While I walked back into the center of town and towards
the bus terminal to go to the Carlos Gardel Museum, I saw a few gauchos
walking around! Men with long black boots with their pants tucked in, hats and
How to get to the Carlos Gardel Museum
It's 23km from Tacuarembo to the main road entrance of the Carlos Gardel Museum, but you must walk 1km from there to the museum or somehow
get a ride, it's a little remote. I was lucky to thumb down a ride for some of the way up to the camping ground 'El Mago Carlos Gardel', the rest of the
walk took me over a wooden foot bridge across the river and past an archaeological site called Memorial del Motociclista. I continued over the train tracks
and turned right at the T intersection and walked past Carlos Gardel School up on the hill to the left, on the opposite side is the museum. Here's a tip,
you can actually turn right and walk along the train tracks to get to the museum, it's much quicker.

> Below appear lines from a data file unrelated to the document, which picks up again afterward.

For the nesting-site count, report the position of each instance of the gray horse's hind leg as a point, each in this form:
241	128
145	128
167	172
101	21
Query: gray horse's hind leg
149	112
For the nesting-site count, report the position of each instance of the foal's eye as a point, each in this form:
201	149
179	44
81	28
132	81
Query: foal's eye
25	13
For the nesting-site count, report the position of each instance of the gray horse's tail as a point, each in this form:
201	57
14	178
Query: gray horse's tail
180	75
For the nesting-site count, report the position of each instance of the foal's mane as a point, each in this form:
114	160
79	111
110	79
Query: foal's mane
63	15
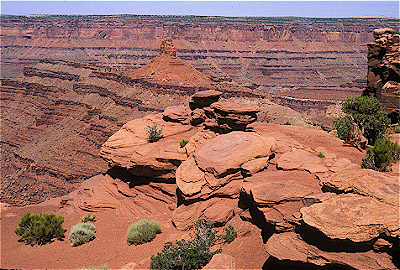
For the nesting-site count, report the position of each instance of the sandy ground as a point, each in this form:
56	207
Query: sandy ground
110	245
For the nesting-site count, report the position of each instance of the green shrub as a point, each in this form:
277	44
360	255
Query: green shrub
40	229
397	128
81	233
381	155
193	254
343	127
230	234
89	218
369	115
142	231
183	143
154	133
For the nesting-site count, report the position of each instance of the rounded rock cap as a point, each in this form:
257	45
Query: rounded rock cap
233	107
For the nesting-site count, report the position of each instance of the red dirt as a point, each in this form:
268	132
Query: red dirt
110	245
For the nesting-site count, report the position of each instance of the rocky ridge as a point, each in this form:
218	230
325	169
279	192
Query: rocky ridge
309	211
384	70
57	103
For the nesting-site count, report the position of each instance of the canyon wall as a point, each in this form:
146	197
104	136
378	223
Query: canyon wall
384	71
272	52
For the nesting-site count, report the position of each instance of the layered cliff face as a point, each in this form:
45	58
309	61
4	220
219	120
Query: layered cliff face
384	70
56	116
284	52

Tango and Songs - Carlos Gardel
So I was now at the famous museum and birthplace of
tango legend Carlos Gardel
(1890-1935). I was worried it wouldn't be open because it was a Monday and the Lonely Planet said it was closed on Mondays.

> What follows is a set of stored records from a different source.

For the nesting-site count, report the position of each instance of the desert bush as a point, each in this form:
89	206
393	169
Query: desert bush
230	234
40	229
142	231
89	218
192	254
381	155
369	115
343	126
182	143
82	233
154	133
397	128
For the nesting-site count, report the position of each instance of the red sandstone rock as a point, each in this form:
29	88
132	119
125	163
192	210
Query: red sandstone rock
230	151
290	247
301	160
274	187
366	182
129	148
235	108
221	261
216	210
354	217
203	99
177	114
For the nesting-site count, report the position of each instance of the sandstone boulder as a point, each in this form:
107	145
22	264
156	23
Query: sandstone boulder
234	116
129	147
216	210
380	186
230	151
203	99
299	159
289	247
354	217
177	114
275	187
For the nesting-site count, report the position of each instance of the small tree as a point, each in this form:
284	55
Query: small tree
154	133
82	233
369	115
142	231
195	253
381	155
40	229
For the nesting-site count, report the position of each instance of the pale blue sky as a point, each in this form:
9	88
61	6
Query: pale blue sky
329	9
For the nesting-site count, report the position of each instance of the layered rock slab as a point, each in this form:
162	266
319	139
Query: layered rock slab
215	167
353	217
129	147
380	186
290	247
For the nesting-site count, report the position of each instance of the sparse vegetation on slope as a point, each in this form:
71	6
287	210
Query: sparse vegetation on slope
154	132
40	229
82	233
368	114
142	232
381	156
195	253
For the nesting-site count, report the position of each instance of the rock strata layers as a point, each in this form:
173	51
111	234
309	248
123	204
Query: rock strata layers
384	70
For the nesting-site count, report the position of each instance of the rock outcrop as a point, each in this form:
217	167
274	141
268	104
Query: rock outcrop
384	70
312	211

However, everyone in town that I had asked said it would be open and I can indeed confirm that it is open 7 days a week from 9am to 5pm. The entrance fee
is 20 pesos ($1USD). I'm going to tell you what I saw in the museum! There is a nice ambience with his music playing, a life size cut-out photograph stands
near the door and photographs of his parents on a wall. Next is a large copy of his birth certificate. You probably know about the controversy surrounding
Carlos Gardels birthplace between Uruguay, Argentina and France. All I know is that he had a Uruguayan birth certificate and I was standing right in front
of it. Next I saw photos of him in his school continuing to adult life. There's a piano, a guitar, accordion and an old gramophone cabinet. There's newspaper
clippings, posters, career artwork, his family tree and many more photos from his films and performances. Next door is a cinema to view film
clips of the man. I enjoyed the museum and was glad to have made the effort to do something a little off the beaten track. I took many photos and made a short 'walk through
' film at the museum. Tango Bar 1935
is one of his
most famous films.
Death of a Tango Legend
Carlos Gardel died in 1935 in an airplane crash in Medellin (Colombia) and is
buried at La Chacarita Cemetery in Buenos Aires.
Getting Back to Town
The train station of Valle
Eden is just behind the museum. To get back I walked along the tracks to the road and walked back to the main highway.
Buses from here into Tacuarembo are not frequent though I managed to hitch a ride all the way to town.
4 Countries in 1 Night
I had put my
backpack and things into storage at the bus terminal earlier in the day. I planned a full night of traveling ahead. Exit Uruguay, cut the corner of Brazil,
travel through a slice of Argentina to get to Paraguay by the morning. This is how it went down, it was fun, like a big mission. Left Tacuarembo
at around 5pm, bus 3hrs to the Uruguayan town of Artigas on the northern border. Crossed to Quarai in Brazil, changed currency. Ate the most gigantic
hotdog I have ever seen. Waited in the bus terminal for 3 hours for a 2hr bus to Uruguaiana on the border of Argentina. Crossed to Paso de los Libres in Argentina, changed currency. Waited 3 hours for a 5hr
bus ride up to Posadas
on the border of Paraguay. Crossed the river
Paraguay at 8:40am, changed currency. Wow, what a blast, mission accomplished! Now that's a top 'thing to do' for any 'top things to do list' in my opinion. Best thing about it was that I wasn't alone, my girlfriend was with me!